3
It seems he slept, slept long and heavily; he sat up, stretched himself, yawned and rubbed his eyes. The sun had moved across the sky, for the shadows, he saw, now ran from west to east, and they were long shadows.
He had slept evidently for hours, and evening was drawing in. He was aware that he felt hungry. In his pouchlike pockets, he had dried meat, sugar, matches, tea, and the little billy that never left him. He would make a fire, boil some tea and eat.
But he took no steps to carry out his purpose, he felt disinclined to move, he sat thinking, thinking.... What was he thinking about? He did not know, he could not say exactly; it was more like fugitive pictures that pa.s.sed across his mind. Who, and where, was he? This was the Valley of the Beasts, that he knew; he felt sure of nothing else. How long had he been here, and where had he come from, and why? The questions did not linger for their answers, almost as though his interest in them was merely automatic. He felt happy, peaceful, unafraid.
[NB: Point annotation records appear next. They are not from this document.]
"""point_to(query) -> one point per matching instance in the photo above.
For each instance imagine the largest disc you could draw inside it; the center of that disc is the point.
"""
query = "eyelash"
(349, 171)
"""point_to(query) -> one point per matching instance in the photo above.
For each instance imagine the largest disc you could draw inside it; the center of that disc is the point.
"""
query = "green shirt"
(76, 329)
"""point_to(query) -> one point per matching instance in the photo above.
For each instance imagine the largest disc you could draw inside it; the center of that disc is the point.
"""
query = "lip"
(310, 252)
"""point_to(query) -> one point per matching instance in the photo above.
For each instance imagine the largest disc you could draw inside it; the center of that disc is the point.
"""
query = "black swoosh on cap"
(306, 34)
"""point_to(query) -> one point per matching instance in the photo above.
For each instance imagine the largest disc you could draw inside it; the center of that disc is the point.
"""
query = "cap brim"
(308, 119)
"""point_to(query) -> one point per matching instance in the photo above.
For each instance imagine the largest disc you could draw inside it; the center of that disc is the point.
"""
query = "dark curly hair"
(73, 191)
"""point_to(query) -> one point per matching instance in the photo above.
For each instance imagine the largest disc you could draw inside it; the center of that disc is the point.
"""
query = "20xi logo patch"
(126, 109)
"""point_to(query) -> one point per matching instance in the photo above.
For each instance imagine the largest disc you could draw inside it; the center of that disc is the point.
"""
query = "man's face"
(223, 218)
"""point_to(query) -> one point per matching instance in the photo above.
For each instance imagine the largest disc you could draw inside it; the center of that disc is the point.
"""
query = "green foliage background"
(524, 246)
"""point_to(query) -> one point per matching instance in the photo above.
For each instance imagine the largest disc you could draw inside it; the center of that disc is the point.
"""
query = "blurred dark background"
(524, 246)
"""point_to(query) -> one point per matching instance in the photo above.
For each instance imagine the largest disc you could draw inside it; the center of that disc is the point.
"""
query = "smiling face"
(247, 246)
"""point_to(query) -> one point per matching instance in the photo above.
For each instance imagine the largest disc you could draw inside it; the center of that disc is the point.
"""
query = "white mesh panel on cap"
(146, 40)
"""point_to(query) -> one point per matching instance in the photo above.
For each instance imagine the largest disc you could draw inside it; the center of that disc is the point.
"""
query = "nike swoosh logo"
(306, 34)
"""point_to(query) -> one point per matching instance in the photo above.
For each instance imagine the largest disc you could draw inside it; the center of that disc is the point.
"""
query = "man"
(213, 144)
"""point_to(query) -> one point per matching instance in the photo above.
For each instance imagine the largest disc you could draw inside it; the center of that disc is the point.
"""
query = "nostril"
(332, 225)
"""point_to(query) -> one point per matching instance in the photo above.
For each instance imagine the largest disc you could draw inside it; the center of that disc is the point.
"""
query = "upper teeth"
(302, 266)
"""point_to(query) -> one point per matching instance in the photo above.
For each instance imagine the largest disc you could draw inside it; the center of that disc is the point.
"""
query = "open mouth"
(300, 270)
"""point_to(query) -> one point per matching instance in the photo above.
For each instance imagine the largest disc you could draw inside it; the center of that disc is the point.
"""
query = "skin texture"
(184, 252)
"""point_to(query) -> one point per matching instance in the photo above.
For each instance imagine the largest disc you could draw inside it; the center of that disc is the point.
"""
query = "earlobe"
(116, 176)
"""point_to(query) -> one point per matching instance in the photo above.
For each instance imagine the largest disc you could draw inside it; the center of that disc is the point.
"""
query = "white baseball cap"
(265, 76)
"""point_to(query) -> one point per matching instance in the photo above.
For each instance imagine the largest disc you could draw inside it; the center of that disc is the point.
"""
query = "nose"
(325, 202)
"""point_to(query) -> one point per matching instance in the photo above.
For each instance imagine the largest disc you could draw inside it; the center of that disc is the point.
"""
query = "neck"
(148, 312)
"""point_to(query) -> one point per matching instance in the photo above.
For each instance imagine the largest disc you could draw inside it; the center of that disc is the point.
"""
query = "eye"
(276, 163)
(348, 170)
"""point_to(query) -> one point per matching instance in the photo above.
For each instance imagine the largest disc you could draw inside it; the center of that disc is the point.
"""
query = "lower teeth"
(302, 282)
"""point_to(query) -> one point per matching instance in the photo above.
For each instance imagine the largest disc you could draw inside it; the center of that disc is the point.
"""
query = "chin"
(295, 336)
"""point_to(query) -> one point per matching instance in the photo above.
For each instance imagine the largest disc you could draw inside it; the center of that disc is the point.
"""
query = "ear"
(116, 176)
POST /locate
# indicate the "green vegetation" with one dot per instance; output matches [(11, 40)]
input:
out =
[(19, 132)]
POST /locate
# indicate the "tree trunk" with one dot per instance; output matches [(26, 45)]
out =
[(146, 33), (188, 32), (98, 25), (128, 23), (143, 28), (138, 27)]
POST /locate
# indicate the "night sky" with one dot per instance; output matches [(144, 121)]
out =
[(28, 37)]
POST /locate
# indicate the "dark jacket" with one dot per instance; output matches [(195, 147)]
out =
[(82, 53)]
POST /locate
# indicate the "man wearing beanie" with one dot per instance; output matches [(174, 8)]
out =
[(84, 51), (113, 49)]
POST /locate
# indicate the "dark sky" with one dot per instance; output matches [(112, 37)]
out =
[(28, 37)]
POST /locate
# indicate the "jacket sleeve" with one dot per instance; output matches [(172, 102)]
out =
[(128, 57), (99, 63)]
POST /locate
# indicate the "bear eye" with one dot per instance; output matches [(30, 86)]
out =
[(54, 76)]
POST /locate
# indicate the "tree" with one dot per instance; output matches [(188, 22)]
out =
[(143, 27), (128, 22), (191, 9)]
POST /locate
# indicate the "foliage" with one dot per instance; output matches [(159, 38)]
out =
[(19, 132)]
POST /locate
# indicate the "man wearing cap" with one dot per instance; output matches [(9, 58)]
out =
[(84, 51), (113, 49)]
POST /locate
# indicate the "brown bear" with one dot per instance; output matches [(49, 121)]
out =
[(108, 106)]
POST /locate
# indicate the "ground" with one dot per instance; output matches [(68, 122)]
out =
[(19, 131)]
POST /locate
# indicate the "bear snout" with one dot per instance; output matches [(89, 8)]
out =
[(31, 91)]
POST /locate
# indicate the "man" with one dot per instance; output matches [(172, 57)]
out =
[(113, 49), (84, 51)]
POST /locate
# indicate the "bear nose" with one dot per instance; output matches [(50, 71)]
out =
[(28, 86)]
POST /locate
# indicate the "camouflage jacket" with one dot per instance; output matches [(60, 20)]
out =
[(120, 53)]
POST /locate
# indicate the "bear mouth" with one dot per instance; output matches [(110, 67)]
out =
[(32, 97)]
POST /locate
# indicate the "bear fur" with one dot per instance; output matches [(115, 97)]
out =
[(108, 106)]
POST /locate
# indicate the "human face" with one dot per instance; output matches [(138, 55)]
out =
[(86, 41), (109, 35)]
He looked about him, and the spell of this virgin forest came upon him like a charm; only the sound of falling water, the murmur of wind sighing among innumerable branches, broke the enveloping silence.
Overhead, beyond the crests of the towering trees, a cloudless evening sky was paling into transparent orange, opal, mother of pearl. He saw buzzards soaring lazily. A scarlet tanager flashed by. Soon would the owls begin to call and the darkness fall like a sweet black veil and hide all detail, while the stars sparkled in their countless thousands....
A glint of something that shone upon the ground caught his eye--a smooth, polished strip of rounded metal: his rifle. And he started to his feet impulsively, yet not knowing exactly what he meant to do. At the sight of the weapon, something had leaped to life in him, then faded out, died down, and was gone again.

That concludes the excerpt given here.